Wenn die Stippermesse so rüberkommt wie in dem Bericht beschrieben, dann haben wir alles richtig gemacht und freuen uns auf die 13. Stippermesse am Sonntag 2. März 2014.

Gruß

Susanne und Heinz


----------



## MaxiDelme (3. April 2013)

*AW: Messebericht Stippermesse 2013*

Schöner Bericht. Nächstes Jahr bin ich auf jeden Fall dabei.

VG


----------



## kati48268 (5. April 2013)

*AW: Messebericht Stippermesse 2013*

Mach das, lohnt sich wirklich.
Ich dachte auch immer, dass wäre nur interessant für die Hardcore-Stipper, ist aber für jeden, der gern auf Friedfische angelt, eine klasse Veranstaltung.

Bericht ist nun auch im Onlinemagazin:
http://www.anglerpraxis.de/ausgaben-archiv/april-2013/messebericht:-stippermesse-2013-in-bremen.html


----------



## MaxiDelme (5. April 2013)

*AW: Messebericht Stippermesse 2013*

In erster Linie habe ich es auf günstiges Feederfutter abgesehen, aber ich neige zu spontanität, was mein kaufverhalten angeht. 

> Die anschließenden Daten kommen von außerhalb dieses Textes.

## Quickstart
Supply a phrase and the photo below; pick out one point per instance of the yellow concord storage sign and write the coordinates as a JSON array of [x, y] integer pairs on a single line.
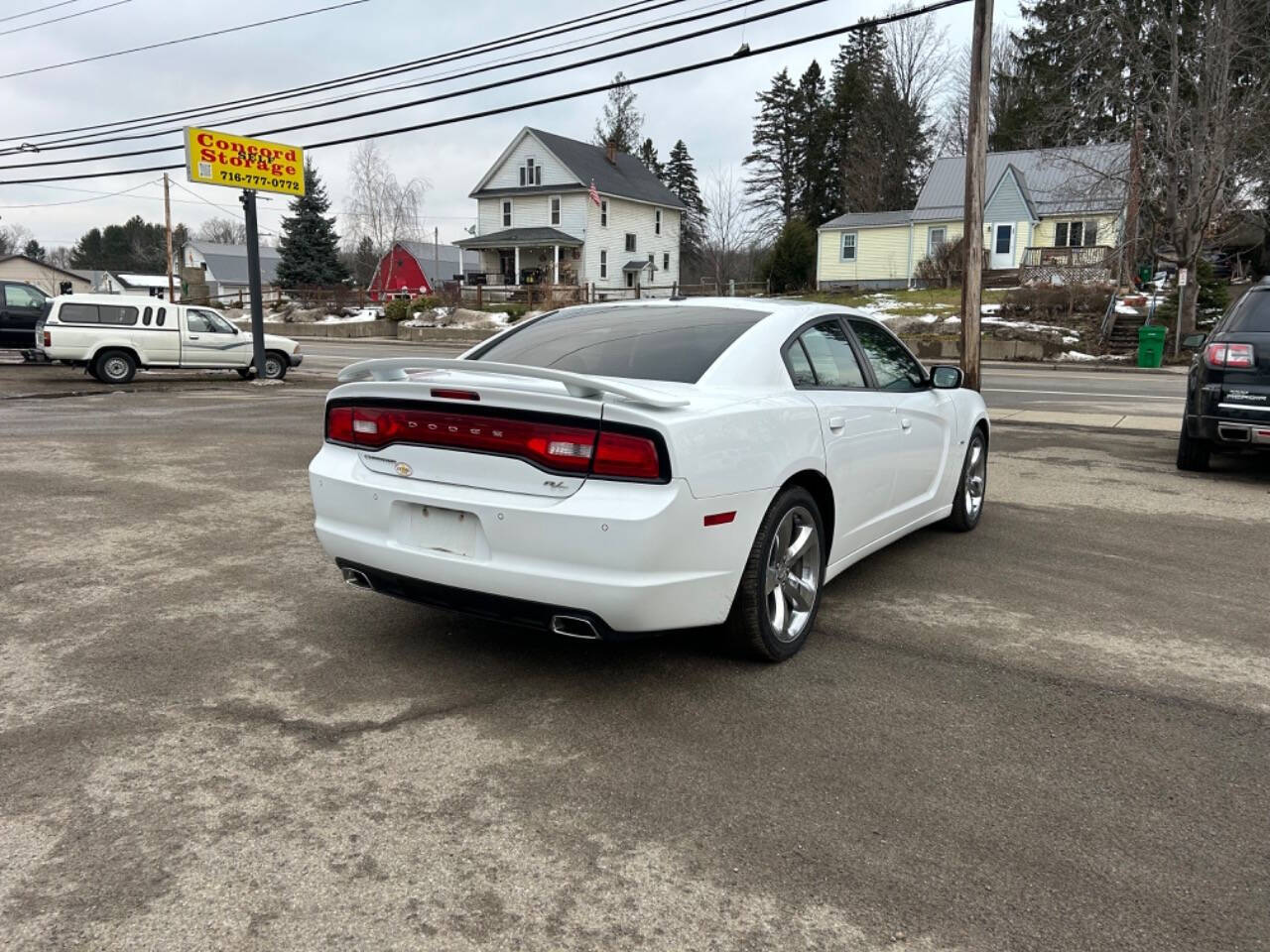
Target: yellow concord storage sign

Wer weiß, vielleicht lasse ich mich nächstes Jahr für die Stipperei begeistern. Schätze mal, günstiger kommt man an hochwertiges Gerät kaum ran.


----------



## Professor Tinca (5. April 2013)

*AW: Messebericht Stippermesse 2013*

Sehr schöner Bericht, Kati !#h

Den Güsternschreck da mit der Sonnenbrille hättste aber nicht unbedingt fotografieren brauchen.......|supergri|supergri|supergri


----------



## kati48268 (5. April 2013)

*AW: Messebericht Stippermesse 2013*

Wo? Watt? Sonnenbrille? |kopfkrat
Den Hubwagenpiloten auf Foto 3 meinst du?
Kumpel von dir?
Der hat mir 'nen Fuffi gegeben, damit er Model spielen darf!


----------



## Professor Tinca (5. April 2013)

*AW: Messebericht Stippermesse 2013*

Bild 6 - Sonnenbrille aufm Kopp und so'n Grinsen, das jeder Güster der Schlundzahnstein aufweicht.:m


----------



## kati48268 (5. April 2013)

*AW: Messebericht Stippermesse 2013*

Ach, den Hübschen da meinst du!
Der ist Profi-Model und nimmt deutlich mehr.


----------



## Professor Tinca (5. April 2013)

*AW: Messebericht Stippermesse 2013*



kati48268 schrieb:


> Ach, den Hübschen da meinst du!
> Der ist Profi-Model und nimmt deutlich mehr.




:m:m:m:m:m:m

Genau den.#6


----------



## Dunraven (5. April 2013)

*AW: Messebericht Stippermesse 2013*



MaxiDelme schrieb:


> In erster Linie habe ich es auf günstiges Feederfutter abgesehen, aber ich neige zu spontanität, was mein kaufverhalten angeht.
> 
> Wer weiß, vielleicht lasse ich mich nächstes Jahr für die Stipperei begeistern. Schätze mal, günstiger kommt man an hochwertiges Gerät kaum ran.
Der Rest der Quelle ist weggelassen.